The high level of spending reflects something of the iceberg below the surface of the mortality figures reported by the Coroner. The £125 million is a conservative estimate ignoring expenditures on, for example, prescribed medicines related to depression and anxiety (often consumed by those dealing with alcohol addiction or the consequences of misuse); costs that are likely to be substantial. Importantly too the £125 million per annum relates to the use of services based on their current availability. It therefore likely underestimates substantially the actual impact of alcohol misuse in terms of need for services by this age group. Waiting lists for services as well as under-provision of services because of current funding restrictions, mean that the £125 million per annum likely poorly reflects the impact on health of alcohol misuse and the potential impact on healthcare spending were services in place to meet needs.
As with the level of spending, the pattern of spending reflects the current pattern of service provision in Northern Ireland. Over 50 per cent of spending occurs in a hospital setting with roughly 10 per cent on GP services. Approximately 13 per cent of expenditures relate to A&E and over 10 per cent to ambulance services.

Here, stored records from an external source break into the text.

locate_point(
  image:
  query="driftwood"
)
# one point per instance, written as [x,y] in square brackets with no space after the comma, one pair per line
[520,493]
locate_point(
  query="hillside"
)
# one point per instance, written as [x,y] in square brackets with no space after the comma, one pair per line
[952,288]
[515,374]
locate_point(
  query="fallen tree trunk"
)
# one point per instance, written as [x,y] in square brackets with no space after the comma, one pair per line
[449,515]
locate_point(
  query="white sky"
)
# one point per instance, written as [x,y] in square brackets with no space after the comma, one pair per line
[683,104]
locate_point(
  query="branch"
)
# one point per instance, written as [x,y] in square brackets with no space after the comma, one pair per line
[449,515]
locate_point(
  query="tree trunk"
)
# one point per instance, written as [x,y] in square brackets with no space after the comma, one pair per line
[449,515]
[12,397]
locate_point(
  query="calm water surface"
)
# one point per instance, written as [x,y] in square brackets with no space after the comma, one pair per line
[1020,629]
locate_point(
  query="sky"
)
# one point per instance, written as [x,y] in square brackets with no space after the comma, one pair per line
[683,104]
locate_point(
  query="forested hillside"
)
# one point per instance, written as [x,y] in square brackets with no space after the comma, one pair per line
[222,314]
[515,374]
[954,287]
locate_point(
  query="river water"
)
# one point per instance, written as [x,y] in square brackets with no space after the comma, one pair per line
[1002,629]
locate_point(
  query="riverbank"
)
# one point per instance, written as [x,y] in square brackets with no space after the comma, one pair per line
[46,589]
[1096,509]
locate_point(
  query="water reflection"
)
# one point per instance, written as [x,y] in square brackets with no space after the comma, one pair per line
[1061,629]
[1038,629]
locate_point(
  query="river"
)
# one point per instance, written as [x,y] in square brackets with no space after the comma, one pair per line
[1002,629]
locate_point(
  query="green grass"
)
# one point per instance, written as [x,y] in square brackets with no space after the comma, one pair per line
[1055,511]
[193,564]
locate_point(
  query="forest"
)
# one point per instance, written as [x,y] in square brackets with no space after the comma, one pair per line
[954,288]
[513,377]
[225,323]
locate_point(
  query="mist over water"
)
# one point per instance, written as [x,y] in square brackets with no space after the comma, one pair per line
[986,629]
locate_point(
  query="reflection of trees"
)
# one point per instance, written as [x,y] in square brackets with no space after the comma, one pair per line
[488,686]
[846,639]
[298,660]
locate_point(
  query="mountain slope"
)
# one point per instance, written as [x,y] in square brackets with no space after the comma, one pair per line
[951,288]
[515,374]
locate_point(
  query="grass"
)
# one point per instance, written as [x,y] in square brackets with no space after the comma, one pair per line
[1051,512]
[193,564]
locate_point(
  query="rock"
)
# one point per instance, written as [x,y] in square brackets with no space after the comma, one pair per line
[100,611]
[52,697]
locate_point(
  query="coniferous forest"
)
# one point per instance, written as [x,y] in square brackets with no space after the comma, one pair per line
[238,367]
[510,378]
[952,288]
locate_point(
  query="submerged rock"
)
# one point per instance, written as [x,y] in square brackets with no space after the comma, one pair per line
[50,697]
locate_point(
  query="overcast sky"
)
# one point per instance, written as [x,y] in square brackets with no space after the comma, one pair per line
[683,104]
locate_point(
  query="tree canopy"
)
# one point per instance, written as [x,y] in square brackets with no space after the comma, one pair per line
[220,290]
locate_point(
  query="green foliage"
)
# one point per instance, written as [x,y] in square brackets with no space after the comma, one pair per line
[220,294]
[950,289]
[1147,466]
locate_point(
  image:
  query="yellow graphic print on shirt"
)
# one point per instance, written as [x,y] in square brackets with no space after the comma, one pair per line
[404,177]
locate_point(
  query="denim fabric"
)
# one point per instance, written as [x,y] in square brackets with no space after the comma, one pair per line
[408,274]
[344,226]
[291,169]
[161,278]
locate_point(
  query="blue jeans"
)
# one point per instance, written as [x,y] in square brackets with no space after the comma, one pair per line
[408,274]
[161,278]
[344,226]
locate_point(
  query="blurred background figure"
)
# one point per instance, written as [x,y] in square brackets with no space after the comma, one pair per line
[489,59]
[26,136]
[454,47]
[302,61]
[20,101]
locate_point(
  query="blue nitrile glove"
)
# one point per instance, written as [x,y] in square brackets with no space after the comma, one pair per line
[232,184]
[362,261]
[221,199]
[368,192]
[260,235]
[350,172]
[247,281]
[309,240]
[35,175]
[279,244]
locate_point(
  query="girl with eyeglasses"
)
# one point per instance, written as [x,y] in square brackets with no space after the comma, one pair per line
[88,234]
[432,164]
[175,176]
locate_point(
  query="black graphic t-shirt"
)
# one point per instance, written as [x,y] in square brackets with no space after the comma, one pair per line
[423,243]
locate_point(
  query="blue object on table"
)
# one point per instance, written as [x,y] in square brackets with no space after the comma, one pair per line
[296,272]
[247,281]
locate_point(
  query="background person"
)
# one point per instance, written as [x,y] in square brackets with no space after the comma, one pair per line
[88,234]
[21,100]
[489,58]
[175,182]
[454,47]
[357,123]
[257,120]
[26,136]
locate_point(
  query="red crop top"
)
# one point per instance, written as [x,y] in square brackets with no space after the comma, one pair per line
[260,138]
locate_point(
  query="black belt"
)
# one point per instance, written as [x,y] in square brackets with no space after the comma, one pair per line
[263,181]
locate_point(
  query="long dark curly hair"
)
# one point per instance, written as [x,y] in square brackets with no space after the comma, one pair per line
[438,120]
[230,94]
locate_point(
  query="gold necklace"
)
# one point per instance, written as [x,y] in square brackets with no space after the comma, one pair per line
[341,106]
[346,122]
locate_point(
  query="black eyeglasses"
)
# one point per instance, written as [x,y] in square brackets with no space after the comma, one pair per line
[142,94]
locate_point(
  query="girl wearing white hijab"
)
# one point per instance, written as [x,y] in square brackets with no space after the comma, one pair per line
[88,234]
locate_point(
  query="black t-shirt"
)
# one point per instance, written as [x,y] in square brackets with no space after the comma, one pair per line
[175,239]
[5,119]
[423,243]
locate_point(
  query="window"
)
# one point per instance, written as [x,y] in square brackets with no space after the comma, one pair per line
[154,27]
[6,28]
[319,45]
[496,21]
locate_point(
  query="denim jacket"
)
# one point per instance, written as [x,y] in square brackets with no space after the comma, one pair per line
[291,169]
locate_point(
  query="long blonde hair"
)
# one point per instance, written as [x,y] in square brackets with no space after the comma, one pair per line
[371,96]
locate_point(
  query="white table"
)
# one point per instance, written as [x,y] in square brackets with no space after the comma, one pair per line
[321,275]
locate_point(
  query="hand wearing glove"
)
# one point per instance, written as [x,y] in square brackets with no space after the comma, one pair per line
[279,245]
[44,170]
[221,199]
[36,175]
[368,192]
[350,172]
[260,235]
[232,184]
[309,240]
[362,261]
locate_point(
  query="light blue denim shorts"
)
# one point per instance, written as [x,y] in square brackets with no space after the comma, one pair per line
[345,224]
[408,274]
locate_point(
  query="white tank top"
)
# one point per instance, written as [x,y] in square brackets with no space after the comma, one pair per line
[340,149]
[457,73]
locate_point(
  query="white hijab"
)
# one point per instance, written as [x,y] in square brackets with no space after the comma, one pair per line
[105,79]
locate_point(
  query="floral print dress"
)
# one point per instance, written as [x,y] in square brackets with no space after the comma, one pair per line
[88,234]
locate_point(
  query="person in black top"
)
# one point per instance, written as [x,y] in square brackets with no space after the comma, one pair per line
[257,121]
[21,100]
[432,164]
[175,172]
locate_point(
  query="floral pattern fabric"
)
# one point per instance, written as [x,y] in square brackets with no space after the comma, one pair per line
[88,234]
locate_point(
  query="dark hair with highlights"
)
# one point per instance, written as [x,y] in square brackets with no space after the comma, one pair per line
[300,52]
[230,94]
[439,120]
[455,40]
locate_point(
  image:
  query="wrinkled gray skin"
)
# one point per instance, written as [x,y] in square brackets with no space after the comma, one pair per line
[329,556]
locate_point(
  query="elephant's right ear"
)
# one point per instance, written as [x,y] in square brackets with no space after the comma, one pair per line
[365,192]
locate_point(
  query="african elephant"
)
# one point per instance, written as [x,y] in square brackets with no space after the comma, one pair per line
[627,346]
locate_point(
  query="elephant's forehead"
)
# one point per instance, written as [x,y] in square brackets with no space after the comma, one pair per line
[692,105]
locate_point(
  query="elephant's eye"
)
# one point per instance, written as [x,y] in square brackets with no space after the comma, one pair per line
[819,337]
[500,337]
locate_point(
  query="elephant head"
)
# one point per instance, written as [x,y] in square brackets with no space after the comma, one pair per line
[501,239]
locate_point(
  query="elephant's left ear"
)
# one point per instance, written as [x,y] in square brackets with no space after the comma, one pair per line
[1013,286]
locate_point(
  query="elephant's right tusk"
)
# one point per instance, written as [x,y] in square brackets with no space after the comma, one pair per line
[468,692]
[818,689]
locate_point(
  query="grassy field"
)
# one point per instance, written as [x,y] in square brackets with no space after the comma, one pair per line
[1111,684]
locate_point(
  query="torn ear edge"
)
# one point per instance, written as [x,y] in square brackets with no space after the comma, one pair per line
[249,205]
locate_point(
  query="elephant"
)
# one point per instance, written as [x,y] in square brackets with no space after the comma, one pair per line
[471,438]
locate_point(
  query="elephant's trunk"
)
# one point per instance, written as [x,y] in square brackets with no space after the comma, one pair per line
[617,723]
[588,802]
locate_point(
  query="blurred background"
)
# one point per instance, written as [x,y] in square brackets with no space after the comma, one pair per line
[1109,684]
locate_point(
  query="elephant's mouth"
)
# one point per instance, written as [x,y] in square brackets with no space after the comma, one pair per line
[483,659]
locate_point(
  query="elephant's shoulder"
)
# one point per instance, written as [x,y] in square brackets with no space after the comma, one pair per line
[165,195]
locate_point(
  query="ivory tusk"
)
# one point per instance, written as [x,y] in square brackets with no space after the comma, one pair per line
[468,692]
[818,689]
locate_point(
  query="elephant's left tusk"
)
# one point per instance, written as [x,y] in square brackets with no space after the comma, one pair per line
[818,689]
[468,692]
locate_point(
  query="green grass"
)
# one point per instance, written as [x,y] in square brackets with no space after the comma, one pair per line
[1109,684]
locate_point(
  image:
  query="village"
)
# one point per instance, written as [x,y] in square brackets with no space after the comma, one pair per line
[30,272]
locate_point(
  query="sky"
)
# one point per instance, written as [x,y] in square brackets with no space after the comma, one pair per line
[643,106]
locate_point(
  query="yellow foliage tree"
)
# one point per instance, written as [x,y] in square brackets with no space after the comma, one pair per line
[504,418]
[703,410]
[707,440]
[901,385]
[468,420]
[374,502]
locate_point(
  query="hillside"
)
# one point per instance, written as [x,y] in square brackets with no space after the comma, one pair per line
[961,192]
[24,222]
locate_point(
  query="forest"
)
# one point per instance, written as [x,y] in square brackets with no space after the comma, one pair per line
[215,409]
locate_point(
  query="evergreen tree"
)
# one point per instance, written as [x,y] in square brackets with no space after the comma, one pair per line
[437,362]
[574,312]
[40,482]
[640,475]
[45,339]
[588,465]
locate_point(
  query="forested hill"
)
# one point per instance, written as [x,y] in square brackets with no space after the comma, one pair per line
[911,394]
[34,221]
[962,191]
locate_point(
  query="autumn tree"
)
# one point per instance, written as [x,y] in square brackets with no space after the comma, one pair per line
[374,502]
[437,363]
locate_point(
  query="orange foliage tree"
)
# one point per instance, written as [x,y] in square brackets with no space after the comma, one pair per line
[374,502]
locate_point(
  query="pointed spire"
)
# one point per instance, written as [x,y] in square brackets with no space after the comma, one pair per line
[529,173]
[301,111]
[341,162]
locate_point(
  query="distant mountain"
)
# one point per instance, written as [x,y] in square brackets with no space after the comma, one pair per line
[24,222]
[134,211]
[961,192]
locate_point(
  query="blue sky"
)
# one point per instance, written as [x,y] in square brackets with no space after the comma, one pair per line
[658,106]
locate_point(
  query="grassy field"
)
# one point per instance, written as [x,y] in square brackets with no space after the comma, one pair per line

As healthcare in Northern Ireland is transformed with greater emphasis on care outside of a hospital setting this is something that may change. Comparatively little is spent on support and treatment services for those seeking help managing their alcohol use however as the impact of alcohol misuse grows in Northern Ireland this is something that needs to change in the future.
Tackling the problem
The cost to the health service is of course only one aspect of the impact of alcohol misuse and as with the other consequences – such as ill-health, stigma, family disruption, and premature death – it is avoidable. This begs the question what can or should we do in response. Raising awareness of alcohol misuse is an obvious starting point and as with the mortality statistics, studies like this can help raise awareness and begin a conversation around drinking habits and how these might be usefully reappraised.
In addition to education, such studies help shine a spotlight on the relatively low levels of funding allocated to services intended to support those seeking to address destructive drinking. Such services have the potential not only to improve health but to reduce the burden of alcohol misuse on the health service.
Beyond these measures, there appears to be a compelling argument to consider the introduction of minimum unit pricing for alcohol. Such a move would be unpopular in many quarters but so too is the use of scarce healthcare resources to address avoidable illness. If such a tax helped to deter over-consumption and ensure that the cost of alcohol to the individual more closely reflected the cost of alcohol to society then as with taxes on plastic bags or on sugar sweetened beverages while initially unpopular it might help change behaviours and impose very little if any net cost in practice.
The report was authored by QUB’s Ciaran O’Neill and Clinical Costing Solution’s Grainne Crealey.